Colin Fischer by Miller & Stentz Book Review (Non-Spoiler)

Rating: 5/5

Publisher: Razor Bill

Publishing Date: 2012

Genre: Young Adult Mystery Contemporary Fiction

When I bought this book I was expecting a character based story that depicted the life and eccentricities of a teenage high school boy with Asperger syndrome. That being said I expected a certain degree of character development and some type of difficult interactions and relationships with those around him. To say the least, I was expecting something with which I could vicariously experience what it’s like to deal with the condition.

However, I was highly deceived by this book’s synopsis.

Because it was so much better than what I expected and offered so much more than just a mystery.

This book not only shows and teaches what the Asperger Syndrome is but how smart, functional and misunderstood these people are.

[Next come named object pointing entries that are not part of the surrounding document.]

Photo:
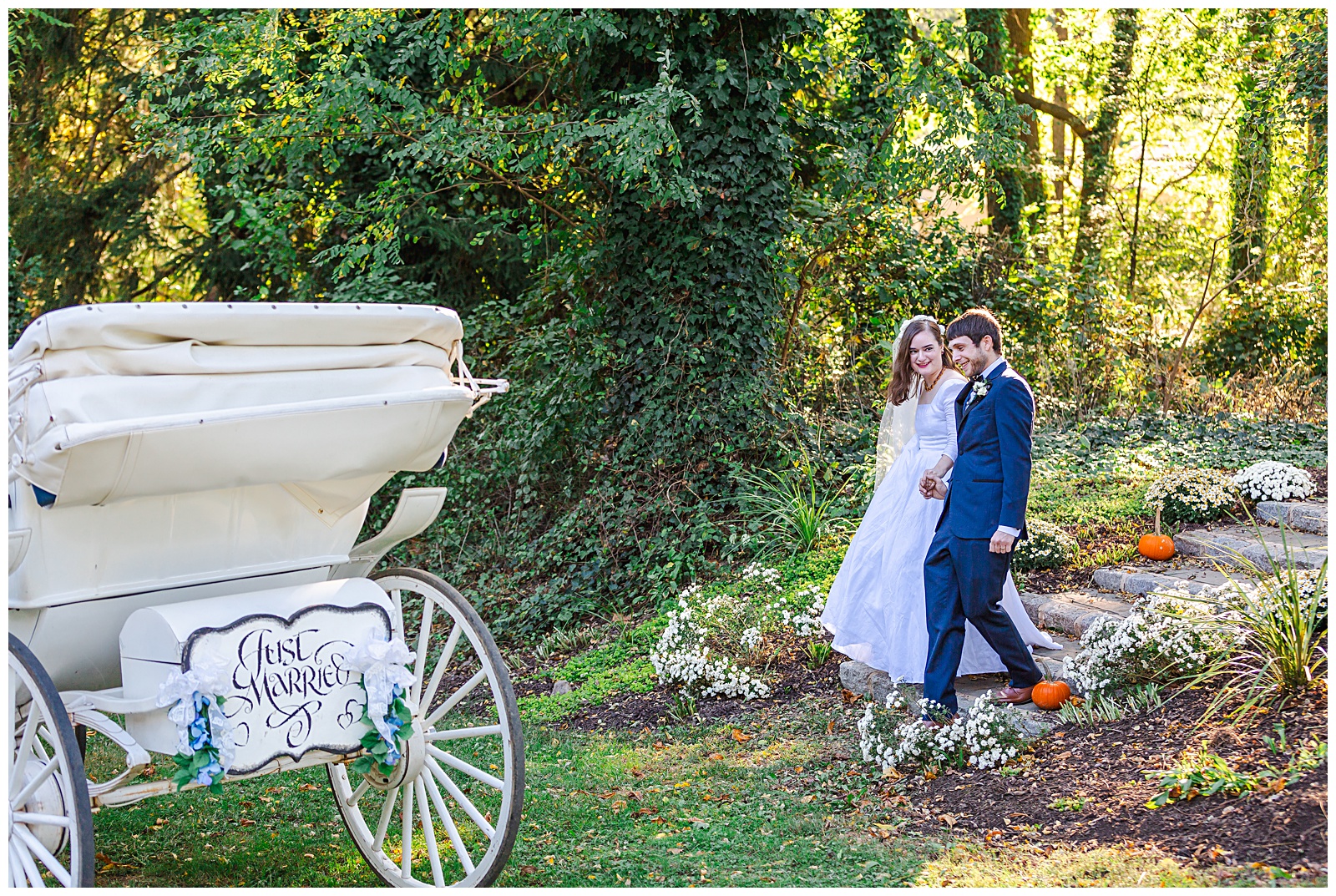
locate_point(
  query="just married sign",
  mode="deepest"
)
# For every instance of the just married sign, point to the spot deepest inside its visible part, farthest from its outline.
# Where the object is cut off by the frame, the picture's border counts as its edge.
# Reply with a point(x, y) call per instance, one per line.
point(291, 688)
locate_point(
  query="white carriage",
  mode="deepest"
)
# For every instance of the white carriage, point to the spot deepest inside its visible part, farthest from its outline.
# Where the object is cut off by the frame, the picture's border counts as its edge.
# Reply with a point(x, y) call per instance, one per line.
point(186, 486)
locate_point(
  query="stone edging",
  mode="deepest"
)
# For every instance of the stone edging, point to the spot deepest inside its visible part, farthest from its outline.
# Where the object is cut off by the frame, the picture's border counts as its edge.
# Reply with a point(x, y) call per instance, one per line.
point(1069, 619)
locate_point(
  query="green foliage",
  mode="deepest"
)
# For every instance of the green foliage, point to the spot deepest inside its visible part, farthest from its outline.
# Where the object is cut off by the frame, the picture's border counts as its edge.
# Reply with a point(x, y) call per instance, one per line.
point(1141, 443)
point(377, 748)
point(1204, 773)
point(795, 508)
point(1280, 628)
point(90, 220)
point(1046, 546)
point(1101, 706)
point(1252, 330)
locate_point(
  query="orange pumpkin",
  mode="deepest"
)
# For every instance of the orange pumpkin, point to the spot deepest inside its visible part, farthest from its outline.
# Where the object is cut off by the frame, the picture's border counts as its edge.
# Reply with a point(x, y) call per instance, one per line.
point(1050, 695)
point(1156, 546)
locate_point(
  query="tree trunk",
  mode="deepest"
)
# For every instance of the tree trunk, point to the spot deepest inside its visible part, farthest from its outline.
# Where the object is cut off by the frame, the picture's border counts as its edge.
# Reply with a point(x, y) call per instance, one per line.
point(1022, 73)
point(1060, 129)
point(1251, 175)
point(1006, 200)
point(1097, 149)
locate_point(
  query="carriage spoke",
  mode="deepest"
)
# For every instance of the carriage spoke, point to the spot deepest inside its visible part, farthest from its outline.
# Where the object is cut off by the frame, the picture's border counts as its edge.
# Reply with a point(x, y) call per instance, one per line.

My favorite thing about this novel was Colin.  I just couldn’t help felling in love with his character. His idiosyncrasies, his train of thought, his incapability of reading and often misunderstanding facial expressions and human emotions, his way of analyzing  every single detail, his script-like way of starting a conversation, the inappropriate things he says without realizing that they are inappropriate and his habit of writing everything down in his red notebook and green pen (my favorite color) for further investigation.

I thought he is one of the most complex and intriguing characters I’ve read about so far.

The family aspect was one of my favorite parts of this book. Colin’s parents were were very supportive and respected Colin’s idiosyncrasies and over all odd behavior even though it was a little conflicting at times. They never underestimated him, but trusted his capabilities for making decisions and acting wisely. They worried for him in a way that made the story feel very real and relatable.

Although, the mystery  was very predictable to me. The writing style, the character’s complexity and the relationships made up for it.

That being said, I thought that the writing style was perfect. It uses an easy language to read but very mature at the same time. Therefore, even though this is a young adult novel and I’m an adult,  I could highly enjoy this narrative style. It gives the impression that a very smart person is narrating the story without being pretentious or annoying at all.

Unlike other young adult novels, where the authors try to imply that their main character is very smart and it just end up feeling like they are trying way too hard, like for example: John Green and E. Lockhart.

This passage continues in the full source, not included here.